Medicare covers drug testing services when they are both reasonable and necessary for the diagnosis or treatment of the beneficiary’s illness. The drug testing services must generally be ordered and testing results used by the treating physician (or non-physician practitioner).

CMS and Medicare contractors do have program safeguards in place to prevent and detect improper payments and to promote compliance, including coverage determinations for specific items and services, claims processing edits, oversight activities, and targeted provider-specific reviews.

In conducting the audit, HHS OIG found that Medicare paid $760.8 million on behalf of 805,080 beneficiaries for 3.4 million definitive drug testing services, of which $704.2 million was for definitive drug testing services that were at risk for noncompliance with Medicare requirements from 2016 through 2020. Those payments were not only for the definitive drug testing service with the highest reimbursement amount – definitive drug testing for 22 or more drug classes – but they were also made to 1,062 at-risk providers that routinely billed the procedure code (even in instances where it may not have been reasonable and necessary). These providers billed the procedure code for definitive drug testing for 22 or more drug classes (G0483) for 75% or more of their definitive drug testing services.

HHS OIG also reviewed payments made to 4,227 “other providers,” or non-at-risk providers, who did not routinely bill for the service and compared the characteristics of the two groups. Medicare Part B paid “other providers” a total of $2.2 billion on behalf of 2.9 million beneficiaries for 13.7 million definitive drug testing services, of which $676 million were for procedure code G0483.

While the Centers for Medicare and Medicaid Services (CMS) did identify overpayments for procedure codes through oversight activities, those program safeguards were not enough to prevent (or even detect) payments made to at-risk providers for the procedure codes that were at risk for noncompliance with Medicare requirements.

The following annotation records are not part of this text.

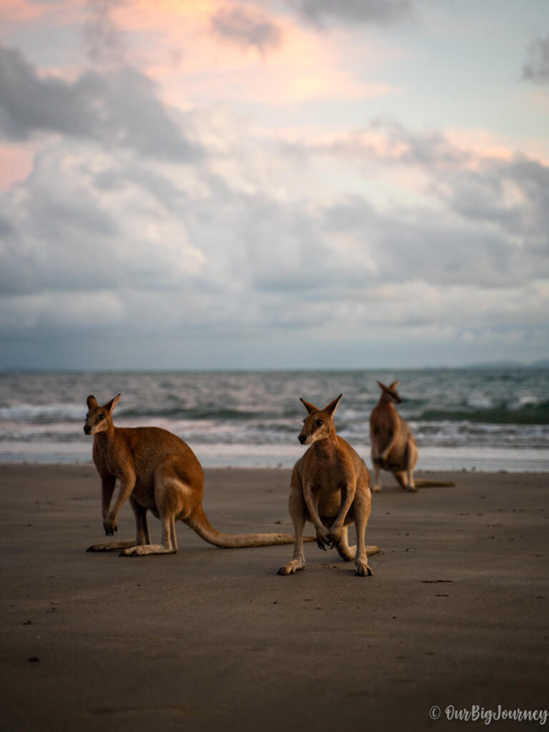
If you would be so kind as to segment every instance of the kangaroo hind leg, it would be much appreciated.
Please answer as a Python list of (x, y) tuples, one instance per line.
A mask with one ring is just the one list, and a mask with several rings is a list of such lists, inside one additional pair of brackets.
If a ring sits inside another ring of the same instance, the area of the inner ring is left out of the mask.
[(337, 553), (345, 561), (352, 561), (356, 556), (356, 547), (349, 546), (348, 526), (343, 526), (341, 531), (341, 539), (335, 548)]
[(174, 554), (177, 551), (176, 518), (184, 516), (188, 488), (173, 470), (171, 461), (165, 460), (154, 471), (154, 501), (162, 521), (160, 544), (146, 544), (124, 548), (124, 556), (144, 556), (147, 554)]

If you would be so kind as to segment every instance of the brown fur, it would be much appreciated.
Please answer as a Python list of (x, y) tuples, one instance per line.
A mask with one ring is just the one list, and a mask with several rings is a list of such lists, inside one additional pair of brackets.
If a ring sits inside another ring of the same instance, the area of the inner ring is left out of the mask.
[[(184, 521), (210, 544), (236, 548), (288, 544), (286, 534), (222, 534), (212, 526), (202, 509), (204, 477), (189, 446), (176, 435), (156, 427), (117, 427), (113, 410), (120, 395), (100, 406), (88, 397), (84, 432), (94, 436), (93, 459), (101, 477), (103, 528), (107, 536), (117, 531), (116, 517), (130, 503), (135, 517), (135, 541), (94, 544), (88, 551), (122, 549), (124, 555), (169, 554), (177, 551), (175, 522)], [(116, 481), (119, 488), (111, 499)], [(160, 544), (152, 544), (146, 513), (162, 521)]]
[(398, 485), (405, 490), (437, 485), (455, 485), (455, 483), (433, 480), (414, 480), (414, 469), (417, 463), (417, 446), (410, 426), (398, 414), (394, 404), (402, 399), (397, 392), (398, 381), (389, 386), (378, 381), (381, 389), (379, 402), (370, 417), (370, 440), (372, 445), (372, 463), (374, 480), (372, 490), (381, 490), (380, 471), (392, 473)]
[[(325, 409), (317, 409), (302, 399), (308, 416), (299, 439), (310, 447), (292, 473), (288, 503), (296, 540), (292, 560), (280, 567), (279, 575), (294, 574), (305, 566), (305, 521), (316, 529), (321, 549), (335, 547), (346, 561), (355, 560), (357, 575), (372, 574), (367, 556), (379, 549), (365, 545), (371, 504), (370, 477), (364, 461), (335, 433), (333, 416), (340, 398), (341, 395)], [(348, 540), (348, 526), (353, 523), (356, 526), (356, 547), (350, 547)]]

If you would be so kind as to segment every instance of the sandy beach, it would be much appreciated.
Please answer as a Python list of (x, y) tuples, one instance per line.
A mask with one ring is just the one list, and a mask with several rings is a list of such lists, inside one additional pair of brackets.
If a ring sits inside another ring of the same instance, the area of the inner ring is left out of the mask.
[[(206, 470), (206, 512), (291, 533), (289, 477)], [(373, 576), (310, 544), (280, 577), (291, 545), (217, 549), (182, 523), (174, 555), (86, 553), (102, 540), (94, 467), (0, 466), (0, 728), (468, 729), (483, 722), (447, 707), (549, 709), (549, 476), (438, 477), (457, 485), (384, 477)], [(133, 535), (126, 506), (118, 537)]]

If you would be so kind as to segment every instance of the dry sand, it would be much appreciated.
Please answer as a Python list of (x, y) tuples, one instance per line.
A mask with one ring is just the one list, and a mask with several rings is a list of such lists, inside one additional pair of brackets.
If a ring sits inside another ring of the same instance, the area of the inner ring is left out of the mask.
[[(206, 472), (217, 528), (291, 533), (289, 471)], [(455, 488), (417, 494), (385, 477), (373, 577), (313, 544), (280, 577), (291, 546), (217, 549), (182, 523), (177, 554), (86, 553), (94, 468), (0, 466), (0, 728), (467, 730), (447, 705), (549, 709), (549, 476), (444, 474)]]

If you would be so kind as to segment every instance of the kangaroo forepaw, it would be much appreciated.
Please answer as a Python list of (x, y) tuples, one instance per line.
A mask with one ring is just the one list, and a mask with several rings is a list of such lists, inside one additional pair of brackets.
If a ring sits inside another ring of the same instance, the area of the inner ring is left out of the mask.
[(284, 567), (281, 567), (277, 572), (277, 575), (295, 575), (299, 569), (302, 569), (305, 566), (305, 562), (301, 562), (298, 559), (293, 559), (288, 561)]
[(371, 575), (372, 570), (365, 561), (361, 561), (356, 565), (356, 575), (358, 577), (367, 577)]

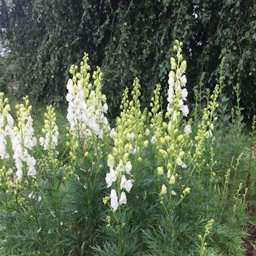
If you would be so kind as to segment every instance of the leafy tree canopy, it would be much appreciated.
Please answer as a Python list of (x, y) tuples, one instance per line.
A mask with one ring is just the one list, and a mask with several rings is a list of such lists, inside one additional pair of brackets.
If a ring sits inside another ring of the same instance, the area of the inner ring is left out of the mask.
[(239, 83), (246, 116), (256, 113), (256, 2), (254, 0), (2, 0), (0, 27), (20, 67), (20, 94), (58, 103), (69, 67), (90, 55), (101, 66), (112, 113), (135, 77), (142, 102), (167, 84), (171, 45), (185, 45), (192, 89), (205, 72), (213, 88), (225, 58), (225, 93)]

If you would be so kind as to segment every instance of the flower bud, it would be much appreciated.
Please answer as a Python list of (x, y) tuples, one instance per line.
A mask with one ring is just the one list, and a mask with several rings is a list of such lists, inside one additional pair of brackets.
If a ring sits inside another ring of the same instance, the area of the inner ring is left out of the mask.
[(157, 167), (157, 174), (162, 175), (164, 173), (164, 168), (162, 166)]

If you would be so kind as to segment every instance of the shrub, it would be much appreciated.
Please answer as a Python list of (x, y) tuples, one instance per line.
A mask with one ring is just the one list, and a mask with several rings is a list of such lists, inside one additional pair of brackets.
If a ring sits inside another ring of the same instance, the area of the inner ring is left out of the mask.
[(0, 94), (2, 253), (243, 255), (248, 187), (238, 86), (225, 127), (222, 79), (207, 95), (195, 89), (190, 116), (181, 47), (176, 40), (167, 108), (158, 84), (141, 110), (135, 78), (113, 127), (102, 73), (91, 75), (87, 54), (69, 70), (61, 138), (51, 105), (36, 138), (28, 97), (13, 118)]

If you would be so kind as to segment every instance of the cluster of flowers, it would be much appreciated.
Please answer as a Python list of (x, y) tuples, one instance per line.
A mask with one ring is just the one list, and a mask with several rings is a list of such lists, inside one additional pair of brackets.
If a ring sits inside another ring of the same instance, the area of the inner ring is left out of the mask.
[[(108, 166), (110, 167), (110, 172), (107, 173), (105, 178), (108, 187), (110, 187), (116, 180), (119, 181), (119, 187), (117, 192), (115, 189), (112, 189), (110, 192), (110, 206), (113, 211), (117, 210), (118, 206), (126, 204), (127, 202), (126, 193), (121, 190), (125, 189), (127, 192), (129, 192), (132, 187), (133, 181), (132, 179), (127, 180), (125, 176), (125, 174), (130, 174), (132, 168), (131, 162), (128, 161), (128, 157), (129, 154), (125, 153), (123, 159), (120, 159), (116, 167), (114, 157), (109, 154), (108, 157)], [(106, 203), (108, 199), (108, 197), (105, 197), (103, 202)]]
[[(8, 99), (4, 98), (4, 94), (1, 94), (1, 158), (9, 159), (10, 154), (7, 151), (7, 141), (10, 141), (13, 151), (12, 158), (15, 160), (17, 180), (20, 179), (23, 175), (23, 169), (27, 170), (27, 175), (35, 177), (36, 159), (31, 157), (29, 151), (37, 144), (37, 140), (34, 137), (33, 120), (30, 115), (31, 106), (29, 105), (28, 97), (23, 98), (24, 104), (16, 105), (17, 126), (12, 115)], [(24, 164), (26, 165), (24, 166)], [(13, 173), (12, 168), (8, 170), (10, 174)]]
[(45, 113), (45, 128), (42, 132), (45, 137), (40, 137), (39, 143), (44, 150), (54, 149), (58, 145), (59, 128), (56, 124), (56, 113), (52, 105), (46, 108), (47, 113)]
[(83, 59), (80, 72), (77, 72), (77, 66), (72, 65), (69, 69), (73, 78), (69, 79), (67, 84), (67, 119), (74, 135), (95, 135), (102, 139), (104, 128), (108, 127), (108, 119), (104, 116), (108, 111), (106, 97), (101, 94), (102, 73), (99, 67), (94, 72), (94, 89), (93, 85), (89, 83), (90, 73), (88, 71), (91, 67), (87, 63), (87, 53), (85, 53)]
[(187, 68), (187, 61), (183, 60), (181, 54), (181, 46), (182, 46), (182, 43), (178, 42), (177, 40), (176, 43), (178, 47), (175, 45), (173, 50), (177, 51), (178, 63), (176, 63), (173, 57), (170, 58), (171, 71), (169, 73), (169, 89), (167, 99), (169, 104), (167, 110), (168, 113), (176, 116), (176, 108), (172, 108), (172, 107), (179, 105), (179, 110), (182, 112), (183, 116), (187, 117), (189, 112), (187, 105), (184, 104), (188, 94), (187, 89), (185, 88), (187, 78), (184, 74)]
[[(24, 104), (18, 104), (15, 120), (10, 110), (8, 99), (0, 93), (0, 159), (8, 167), (10, 184), (20, 180), (26, 171), (26, 176), (36, 178), (36, 159), (31, 155), (37, 144), (34, 136), (33, 119), (31, 116), (31, 106), (28, 97), (23, 97)], [(45, 128), (45, 138), (40, 138), (39, 143), (45, 150), (55, 148), (58, 144), (58, 127), (56, 124), (54, 108), (47, 107)], [(14, 161), (15, 165), (12, 164)]]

HHS OIG concluded that Medicare could have saved up to $215.8 million if program safeguards focused on at-risk payments that were at risk for noncompliance with Medicare requirements. Therefore, the agency recommends putting in place adequate program safeguards to detect at-risk payments to at-risk providers is critical to preventing future overpayments and saving taxpayer dollars.

HHS OIG Recommendations

As noted above HHS OIG recommends that CMS expand program safeguards to prevent and detect at-risk payments to at-risk providers for procedure code G0483. The agency also recommends that CMS reviews at-risk payments made to at-risk providers during and after the audit period (January 2016 through December 2020) and recover any overpayments and notify appropriate providers to exercise reasonable diligence to identify, report, and return any overpayments. Finally, HHS OIG recommended that CMS educate providers that received payments that were not in compliance with Medicare requirements.

CMS concurred with the first recommendation and even provided corrective actions it had already taken or planned to take. CMS did not concur with the second or third recommendation, and seemed to have no comment on the fourth recommendation but did provide information on corrective actions it had taken or planned to take. HHS OIG stated that “after reviewing CMS’s comments, we maintain that our second and third recommendations are valid.”